JOINT BASE PEARL HARBOR-HICKAM, Hawaii — A naval aviator and former commander of 3rd Fleet assumed command of U.S. Pacific Fleet during a Thursday ceremony in Hawaii.
Adm. Stephen Koehler replaces Adm. Samuel Paparo, who is slated to take the reins of U.S. Indo-Pacific Command next month.
Paparo will replace Adm. John Aquilino, who has headed Indo-Pacific Command since April 2021.
During remarks at the pier-side ceremony, Aquilino was effusive in his praise for Paparo and Koehler, describing them as “the world’s greatest warfighters.”
Pacific Fleet’s area of operation encompasses roughly 100 million square miles, spanning from the Arctic in the north to Antarctica in the south.

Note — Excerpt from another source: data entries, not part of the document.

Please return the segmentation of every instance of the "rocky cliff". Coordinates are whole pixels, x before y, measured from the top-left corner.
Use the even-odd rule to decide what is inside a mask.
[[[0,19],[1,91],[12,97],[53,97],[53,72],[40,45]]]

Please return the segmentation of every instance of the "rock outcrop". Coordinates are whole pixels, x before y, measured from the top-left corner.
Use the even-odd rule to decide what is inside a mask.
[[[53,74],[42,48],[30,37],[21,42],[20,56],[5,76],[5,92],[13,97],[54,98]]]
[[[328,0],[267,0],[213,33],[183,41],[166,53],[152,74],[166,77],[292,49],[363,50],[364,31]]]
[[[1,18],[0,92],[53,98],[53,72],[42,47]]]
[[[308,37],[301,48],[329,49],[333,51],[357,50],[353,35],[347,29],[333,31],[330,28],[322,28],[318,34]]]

The fleet consists of about 200 ships, 1,500 aircraft and 150,000 uniformed and civilian personnel.
Koehler is a 1986 graduate of the University of Colorado at Boulder and was commissioned through the Naval Reserve Officer Training Corps, according to his official Navy biography.

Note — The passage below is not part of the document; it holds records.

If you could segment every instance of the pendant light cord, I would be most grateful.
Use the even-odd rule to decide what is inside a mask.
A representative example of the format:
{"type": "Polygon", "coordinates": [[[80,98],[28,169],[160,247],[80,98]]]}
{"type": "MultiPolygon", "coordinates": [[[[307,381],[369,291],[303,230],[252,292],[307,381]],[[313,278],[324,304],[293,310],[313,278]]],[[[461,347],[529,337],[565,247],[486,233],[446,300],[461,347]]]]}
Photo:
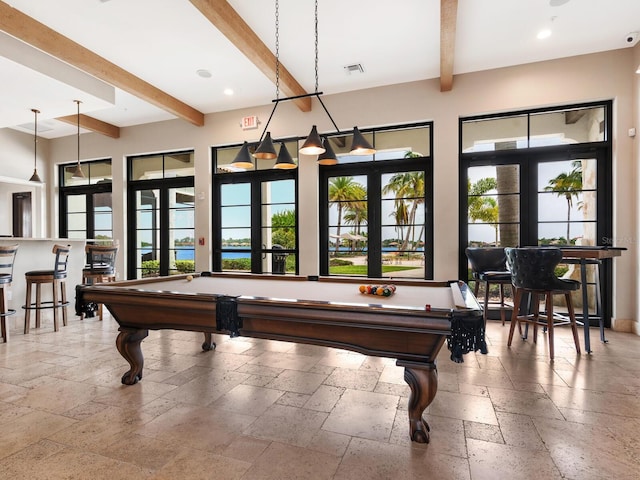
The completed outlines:
{"type": "Polygon", "coordinates": [[[280,2],[276,0],[276,100],[280,98],[280,2]]]}
{"type": "Polygon", "coordinates": [[[80,166],[80,100],[76,100],[76,104],[78,105],[78,116],[77,116],[77,123],[78,123],[78,166],[80,166]]]}
{"type": "Polygon", "coordinates": [[[316,29],[316,89],[315,92],[318,93],[318,0],[316,0],[316,9],[315,9],[315,29],[316,29]]]}

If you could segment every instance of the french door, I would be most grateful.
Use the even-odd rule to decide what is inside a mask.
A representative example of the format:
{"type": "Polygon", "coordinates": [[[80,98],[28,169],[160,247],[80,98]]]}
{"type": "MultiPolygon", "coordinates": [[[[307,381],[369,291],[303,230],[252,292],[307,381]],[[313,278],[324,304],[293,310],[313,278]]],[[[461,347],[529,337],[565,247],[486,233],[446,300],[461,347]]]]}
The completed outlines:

He was designated a naval aviator in March 1989 and has flown more than 3,900 hours in F-14 Tomcat and F-18 Super Hornet fighter jets, making 600 carrier landings.
Among his career commands were the amphibious assault ship USS Bataan, the aircraft carrier USS Dwight D. Eisenhower and Carrier Strike Group 9.
His tours supported operations Desert Storm, Southern Watch, Iraqi Freedom, Inherent Resolve and Freedom’s Sentinel.
He was a deputy commander for Pacific Fleet and commanded the San Diego-based 3rd Fleet. Most recently, he was director for strategy, plans and policy with the Joint Staff in the Pentagon.
Speaking at Thursday’s ceremony, Koehler noted the many foreign officials in the audience.
“Our alliances and partnerships are the unbreakable bedrock of our national security,” he said.
The United States and Pacific Fleet will continue to be the “North Star, the guiding light” for those nations, Koehler said.
“We will continue to be the partner of choice for all like-minded nations,” he said. “We will continue to provide constant, credible and capable combat power throughout the Indo-Pacific while continuing to build and hone our warfighting edge.”
Koehler takes command of Pacific Fleet at a time the region is undergoing “trends toward disorder,” Paparo said.
Those trends are being ushered in by “a revisionist, revanchist and expanding [China], a ruthless Russia, an intractable North Korea and violent extremist supporters who believe in the logic of power rather than the power of logic,” Paparo said.
“In this contested environment, deterring conflict is our highest duty,” he said.